There’s one thing almost everybody can agree on: last night’s debate was a bloodbath, with Obama on the losing end of it. But re-watching some of the clips this morning, it’s hard to put a finger on exactly what was so unusually great about Romney’s performance and what was so unusually awful about Obama’s.
The successes and failures are more easily spotted in the contrasts. Romney was more engaged, more enthusiastic, more lucid, more relaxed, and more cheerful than Obama. He looked like he actually enjoyed being there. Obama, in comparison, came off as more detached, rustier on the facts, and slower on his feet.
But what about when you isolate their performances? Was there really a major difference between their individual debates and how they’ve acted on the campaign trail, during press events, and during interviews for the last several months?
For the most part, I’d say there wasn’t. Sure, Obama’s less articulate when he’s off his teleprompter, but it’s not as if we haven’t seen him speaking off-the-cuff before at press conferences and interviews. And Romney definitely seemed to have some extra fire in him last night, but nothing that would have garnered much notice had he been stumping on the campaign trail instead.

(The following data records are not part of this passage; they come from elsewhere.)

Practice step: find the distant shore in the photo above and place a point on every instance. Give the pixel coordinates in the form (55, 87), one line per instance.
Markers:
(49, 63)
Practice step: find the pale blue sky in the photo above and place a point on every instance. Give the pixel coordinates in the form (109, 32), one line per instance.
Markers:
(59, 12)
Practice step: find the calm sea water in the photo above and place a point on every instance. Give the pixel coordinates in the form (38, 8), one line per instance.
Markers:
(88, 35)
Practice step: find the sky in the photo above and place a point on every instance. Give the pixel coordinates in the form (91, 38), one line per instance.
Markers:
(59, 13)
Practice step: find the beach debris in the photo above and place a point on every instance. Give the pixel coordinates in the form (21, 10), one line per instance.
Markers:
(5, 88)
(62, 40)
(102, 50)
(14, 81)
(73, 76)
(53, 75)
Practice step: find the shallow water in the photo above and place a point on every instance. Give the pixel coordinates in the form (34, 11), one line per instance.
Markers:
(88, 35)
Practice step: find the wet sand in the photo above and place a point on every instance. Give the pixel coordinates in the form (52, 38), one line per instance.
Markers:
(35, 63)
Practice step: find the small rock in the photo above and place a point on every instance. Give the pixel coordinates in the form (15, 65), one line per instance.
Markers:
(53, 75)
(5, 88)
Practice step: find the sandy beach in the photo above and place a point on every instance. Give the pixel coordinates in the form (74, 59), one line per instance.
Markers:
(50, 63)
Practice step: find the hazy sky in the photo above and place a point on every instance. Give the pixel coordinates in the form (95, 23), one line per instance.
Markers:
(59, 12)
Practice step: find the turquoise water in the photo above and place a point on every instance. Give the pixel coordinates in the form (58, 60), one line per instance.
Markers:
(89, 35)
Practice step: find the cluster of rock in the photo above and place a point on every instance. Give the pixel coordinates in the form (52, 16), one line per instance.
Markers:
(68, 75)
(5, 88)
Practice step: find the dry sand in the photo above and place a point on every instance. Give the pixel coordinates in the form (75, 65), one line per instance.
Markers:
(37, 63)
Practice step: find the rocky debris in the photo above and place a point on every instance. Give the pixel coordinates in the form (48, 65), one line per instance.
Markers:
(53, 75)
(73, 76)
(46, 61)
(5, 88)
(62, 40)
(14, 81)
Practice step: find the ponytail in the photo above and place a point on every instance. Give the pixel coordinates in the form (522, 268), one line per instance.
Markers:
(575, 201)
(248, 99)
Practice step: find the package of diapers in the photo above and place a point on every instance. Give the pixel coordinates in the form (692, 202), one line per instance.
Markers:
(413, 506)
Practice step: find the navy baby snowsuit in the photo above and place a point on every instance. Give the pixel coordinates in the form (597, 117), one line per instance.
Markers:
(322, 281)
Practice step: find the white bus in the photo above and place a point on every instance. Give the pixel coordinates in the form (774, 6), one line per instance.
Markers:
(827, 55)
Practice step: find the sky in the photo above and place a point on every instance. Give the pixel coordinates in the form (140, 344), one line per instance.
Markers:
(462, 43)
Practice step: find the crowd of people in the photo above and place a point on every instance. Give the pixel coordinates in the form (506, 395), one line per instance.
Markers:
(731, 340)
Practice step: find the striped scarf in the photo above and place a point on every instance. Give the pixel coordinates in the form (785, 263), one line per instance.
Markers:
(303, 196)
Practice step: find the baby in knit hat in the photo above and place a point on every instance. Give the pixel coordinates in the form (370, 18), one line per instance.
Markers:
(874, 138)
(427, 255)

The biggest difference was that we were seeing both of them in the same place, discussing the same issues, with no media meddling or filtration (save for the timid interruptions of a very outgunned Jim Lehrer). We were not seeing 30-second soundbites hand-picked for us by Obama’s journalism cheering squad, or teleprompter-assisted speeches, or dueling press conferences where Romney is grilled but Obama is treated with kid gloves. Up until now, the mainstream press has allowed this president to sit in a bubble, largely unchallenged. Their narrative is that he’s likable, he’s smooth, he’s amazingly cerebral. As for Romney, he’s been branded as stilted, out-of-touch, and phony. Amazing how that conventional wisdom collapses when you peel away the selective lenses and the outside chatter, leaving two men alone on a stage, armed with just their own words.